Entre le deuxième et le troisième trimestre 2022, les risques de troubles civils ont augmenté dans plus de 50 % des pays (101 sur 198) qui sont classés à l’indice des troubles civils de Verisk Maplecroft.
Depuis 2017, plus de 400 manifestations antigouvernementales importantes ont éclaté dans le monde. Il n’est donc pas surprenant que les risques politiques et la violence figurent au top 10 du Baromètre des risques d’Allianz 2023. La guerre en Ukraine explique en grande partie ce classement. Mais les résultats montrent également que l’impact des grèves, émeutes et mouvements populaires constitue un risque de violence politique particulièrement préoccupant.
Celui-ci affiche un score combiné de près de 70 %. Les troubles se propagent désormais plus rapidement et plus largement, notamment sous l’effet galvanisant des réseaux sociaux. Ils peuvent donc toucher un grand nombre de sites et provoquer de multiples sinistres d’entreprises. Ces événements durent également plus longtemps : près d’un quart des 40 principales protestations antigouvernementales depuis 2017 se sont déroulées sur plus de trois mois.
Les coûts financiers augmentent en conséquence. À eux seuls, les six grands épisodes de troubles civils survenus dans le monde entre 2018 et 2023 ont causé au moins 12 milliards de dollars en pertes économiques et assurées.
Dans son rapport, l’équipe d’AGCS chargée des solutions contre la violence politique souligne les cinq principaux facteurs qui devraient entraîner une augmentation des risques en 2023 et au-delà :
La baisse du pouvoir d’achat : même si l’inflation semble avoir atteint son pic dans de nombreux pays, ses répercussions continuent de se faire sentir. En 2022, un peu plus de la moitié des manifestations dans le monde ont été provoquées par la crise économique.
La confiance des ménages dans leur situation financière future a fortement reculé. Dans la moitié des pays étudiés par le Baromètre de la confiance d’Edelman 2023, le pourcentage de personnes estimant que leur famille vivra mieux dans les cinq prochaines années accuse une baisse interannuelle à deux chiffres. Les protestations risquent de se poursuivre et bien qu’elles soient généralement calmes, elles pourraient devenir violentes.
La méfiance à l’égard des gouvernements et des institutions : la conviction que les gouvernements sont corrompus ou sont en place depuis trop longtemps peut aussi faire descendre la population dans la rue. Le mécontentement concernant les prix des produits alimentaires et des carburants, les salaires ou les retraites peut déclencher des manifestations engendrant des mouvements antigouvernementaux plus larges.

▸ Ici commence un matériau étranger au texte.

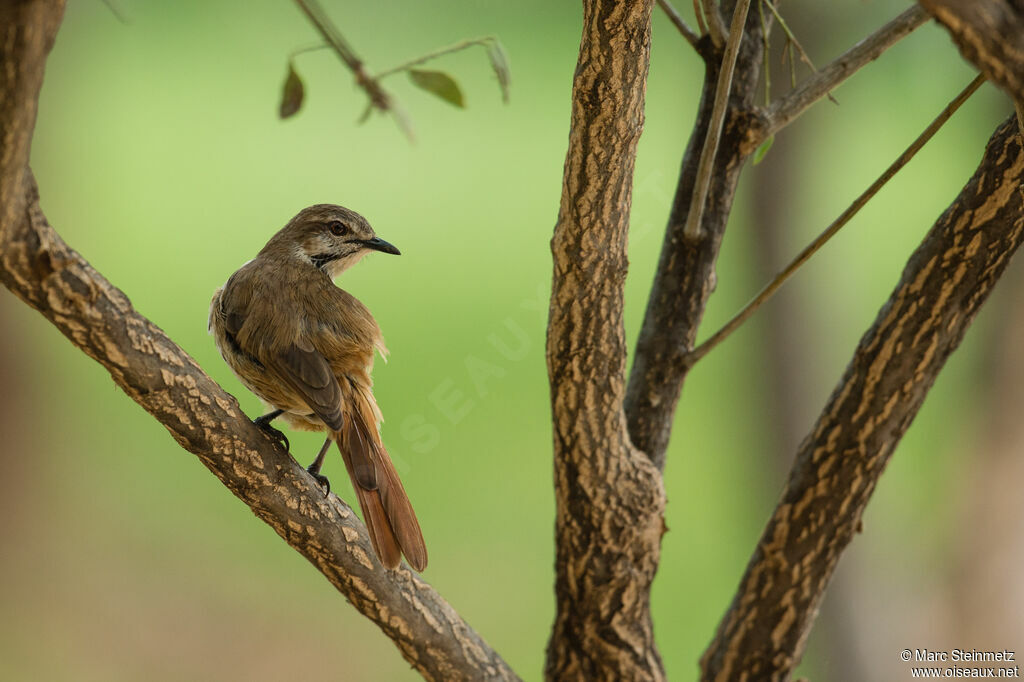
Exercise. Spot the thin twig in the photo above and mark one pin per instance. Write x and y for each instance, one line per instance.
(698, 13)
(706, 167)
(842, 220)
(436, 53)
(791, 36)
(716, 27)
(764, 52)
(378, 97)
(679, 23)
(785, 110)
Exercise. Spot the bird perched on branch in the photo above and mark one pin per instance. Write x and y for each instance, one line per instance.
(306, 348)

En 2022 et en ce début 2023, des protestations ont éclaté autour des droits des femmes et des minorités en Iran, des prix des carburants au Kazakhstan, de la crise économique au Sri Lanka, du droit à l’avortement aux États-Unis et des restrictions sanitaires en Chine. L’Europe continue d’être frappée par de multiples grèves pour les salaires et les conditions de travail. Au Pérou, au Brésil et en Argentine, l’instabilité politique a également entraîné des troubles sociaux importants et violents.
La polarisation croissante : les dissensions politiques exacerbent les tensions dans le monde, sapant la cohésion sociale et aggravant les conflits. La polarisation des opinions peut être particulièrement virulente sur les réseaux sociaux. Dans certains pays, elle tourne à la violence. De nombreux virages marqués à gauche ou à droite ont pu être constatés dans les dernières années. Rares sont les démocraties libérales qui maintiennent un certain équilibre, dans lequel les partis politiques se disputent le centre de l’échiquier.
La montée de l’activisme : parmi les phénomènes qui ont été considérablement amplifiés, ces dernières années, par les réseaux sociaux, figurent le mouvement mondial Occupy contre les inégalités économiques, les manifestations Black Lives Matter contre l’injustice raciale, la vague #MeToo contre les violences sexistes et le harcèlement sexuel, ainsi que la campagne Stop the Steal, contestant les résultats de l’élection du président américain Joe Biden.
« Dans un contexte de polarisation politique, les gens ont davantage l’impression que leurs valeurs sont bafouées et descendent plus facilement dans la rue pour les défendre, indique Srdjan Todorovic. Une réaction brutale des autorités, jugée injuste, peut suffire à déclencher des émeutes. Celles-ci peuvent s’étendre rapidement, impliquant un grand nombre de personnes, et se transformer en troubles civils. Débouchant sur la violence, les pillages et autres actes opportunistes, elles peuvent exposer les entreprises à des dommages aux biens et à des pertes. »
Les préoccupations climatiques et environnementales : lorsque les gouvernements semblent revenir sur les progrès réalisés dans la lutte contre le changement climatique, par exemple en recourant à la fracturation hydraulique ou en rouvrant des mines à charbon pour ne pas dépendre du gaz russe, des troubles civils peuvent aussi survenir.
Les entreprises qui, d’après l’opinion publique, font trop de bénéfices sur les combustibles fossiles, alors que de nombreux consommateurs sont en difficulté, peuvent également être visées. « En 2022, les actions écologistes ont défrayé la chronique, notamment celles de militants jetant de la soupe sur une peinture de Van Gogh ou se collant les mains sur le bitume d’une route. Elles continueront de le faire en 2023, estime Etienne Cheret, responsable du groupe de pratique régional en gestion de crise chez AGCS. Les manifestations contre le changement climatique ne sont généralement pas violentes. Toutefois, elles peuvent provoquer des perturbations, notamment si elles touchent les infrastructures de transport. Elles devraient se poursuivre, voire s’intensifier, dans l’année à venir. »
Les situations de troubles civils peuvent être difficiles à prévoir. Elles sont souvent déclenchées par un fait particulier, comme un changement de gouvernement, l’adoption d’une loi ou une hausse soudaine des prix. Les entreprises peuvent toutefois prendre un certain nombre de mesures pour réduire ces perturbations. Allianz Risk Consulting a élaboré une liste de recommandations techniques à leur attention.
Il convient notamment d’adopter, puis de tester et de mettre à jour régulièrement le plan de continuité de l’activité. Une assurance des risques spéciaux peut aussi aider à se protéger contre les dommages liés à la violence politique et à l’interruption d’activité. Ces contrats peuvent couvrir la guerre civile, les grèves, émeutes et mouvements populaires, le terrorisme et la guerre.